La santé n’est pas une marchandise?!
Soutenons avec force la proposition discutée à l’Organisation mondiale de la santé d’un réservoir international des brevets. Ne pas le faire reviendrait à priver des pays, voire des continents entiers, du vaccin ou du médicament pour contrer la pandémie de Covid-19. Quant aux autres, le prix risque d’y être prohibitif pour les familles populaires.
La guerre à laquelle se livrent les firmes pharmaceutiques pour produire le vaccin tant attendu met en péril la santé de millions d’êtres humains. L’indispensable coopération internationale est broyée par l’appât du gain que fait miroitier une demande mondiale exceptionnelle.

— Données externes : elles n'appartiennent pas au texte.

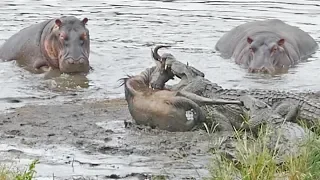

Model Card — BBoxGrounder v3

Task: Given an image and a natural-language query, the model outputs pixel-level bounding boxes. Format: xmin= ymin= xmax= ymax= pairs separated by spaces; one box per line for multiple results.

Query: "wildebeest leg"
xmin=170 ymin=96 xmax=205 ymax=129
xmin=176 ymin=91 xmax=243 ymax=106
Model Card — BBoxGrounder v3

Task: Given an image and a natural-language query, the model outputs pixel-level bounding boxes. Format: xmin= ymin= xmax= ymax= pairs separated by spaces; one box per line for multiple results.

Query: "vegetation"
xmin=206 ymin=119 xmax=320 ymax=180
xmin=0 ymin=160 xmax=39 ymax=180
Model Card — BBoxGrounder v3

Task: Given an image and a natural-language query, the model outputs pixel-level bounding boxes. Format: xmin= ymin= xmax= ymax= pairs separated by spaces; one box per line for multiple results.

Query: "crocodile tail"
xmin=170 ymin=96 xmax=205 ymax=129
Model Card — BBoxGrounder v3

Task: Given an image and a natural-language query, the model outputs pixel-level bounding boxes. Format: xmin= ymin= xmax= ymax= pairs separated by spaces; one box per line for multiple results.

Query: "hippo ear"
xmin=82 ymin=18 xmax=88 ymax=25
xmin=278 ymin=39 xmax=285 ymax=46
xmin=55 ymin=19 xmax=62 ymax=27
xmin=247 ymin=37 xmax=253 ymax=44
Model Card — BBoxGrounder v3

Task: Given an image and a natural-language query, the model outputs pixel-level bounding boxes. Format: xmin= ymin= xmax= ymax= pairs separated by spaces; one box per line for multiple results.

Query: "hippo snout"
xmin=66 ymin=58 xmax=86 ymax=64
xmin=248 ymin=67 xmax=275 ymax=74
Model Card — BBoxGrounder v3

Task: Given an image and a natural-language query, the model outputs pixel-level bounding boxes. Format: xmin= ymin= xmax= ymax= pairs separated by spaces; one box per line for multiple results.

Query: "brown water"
xmin=0 ymin=0 xmax=320 ymax=179
xmin=0 ymin=0 xmax=320 ymax=110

En quarante ans, l’industrie pharmaceutique s’est transformée en hydre capitaliste. Ce secteur d’intérêt général est désormais laissé aux mains d’actionnaires éparpillés sur les places boursières mondiales, qui décident à leur bon vouloir de la qualité et de la quantité de production de médicaments. Et les chaînes valeurs ont été disséminées à travers le monde de telle sorte que les puissances publiques n’aient plus leur mot à dire sur ce qui était hier des fleurons des économies nationales, répondant de besoins stratégiques.
Vu l’ampleur de la pandémie, des sommes colossales sont en jeu. L’intérêt des actionnaires de ce secteur, le sixième marché économique mondial, ne réside ni dans la coopération entre États ni dans la mise en commun des brevets et des molécules, pourtant indispensable si l’on veut que l’humanité fasse front solidairement à l’épreuve, mais dans la compétition commerciale.
Les propos du PDG de Sanofi selon lequel son groupe réserverait un éventuel vaccin aux plus gros payeurs, c’est-à-dire aux États-Unis, sont totalement abjects. Ceux qui nous expliquaient l’avantage d’aller chercher des dirigeants d’entreprises françaises loin d’ici tout en glosant sur la souveraineté ne sont que les piètres commis du capital international.
Ce groupe qui doit tout au soutien de l’État incarne à merveille les liens incestueux noués entre les puissances publiques et le marché capitaliste. Biberonnée à l’argent public, la multinationale ne se sent liée à aucune obligation à l’égard du pays qui l’a vue et fait naître et continue de la nourrir. Elle vogue dans les eaux glacées du capitalisme mondialisé avec une effarante arrogance. 150 millions d’euros de crédit d’impôt recherche, 24 millions de Cice versés chaque année et des crédits européens ne la lient à aucun devoir moral. L’exploitation des outils de recherche publique français qui, tels l’Inserm ou les centres hospitaliers universitaires contraints d’aller lui quémander des financements, non plus. Quant à l’emploi, notamment en France, il a été violemment sabré pour doper le cours des actions du groupe.
Ses actionnaires, par contre, auront eu l’agréable surprise d’empocher 4 milliards d’euros cette année, quand le groupe aux 35 milliards de chiffre d’affaires et aux plus de 100 milliards de capitalisation boursière s’est contenté d’une obole de 100 millions pour soi-disant lutter contre l’épidémie. Cette situation est intolérable. L’intérêt général commande de nationaliser Sanofi pour créer les bases d’un pôle public du médicament. Il s’agit d’une absolue nécessité sanitaire et démocratique.
Les organisations internationales sont en effet démunies et réduites à lancer des appels velléitaires à la solidarité entre pays dès lors qu’elles n’ont pour interlocuteurs que des groupes dont la survie dépend de l’intensité de la concurrence mondiale. L’implacable loi du marché capitaliste fixe ses règles du jeu. Et parmi elles figurent le rançonnage des États et le pillage de l’argent public. C’est à ces règles qu’il faut impérativement s’attaquer pour mettre fin au chantage au financement, aux pénuries organisées, et pour ériger une coopération internationale dans le domaine de la santé en s‘appuyant sur l’ONU et l’OMS. Pour y parvenir, le droit de propriété lucrative doit laisser place à un droit de propriété sociale et démocratique.
Oui, Sanofi doit devenir un bien commun, une propriété commune aux citoyens, équipes de recherche et soignants, y compris entre plusieurs États européens.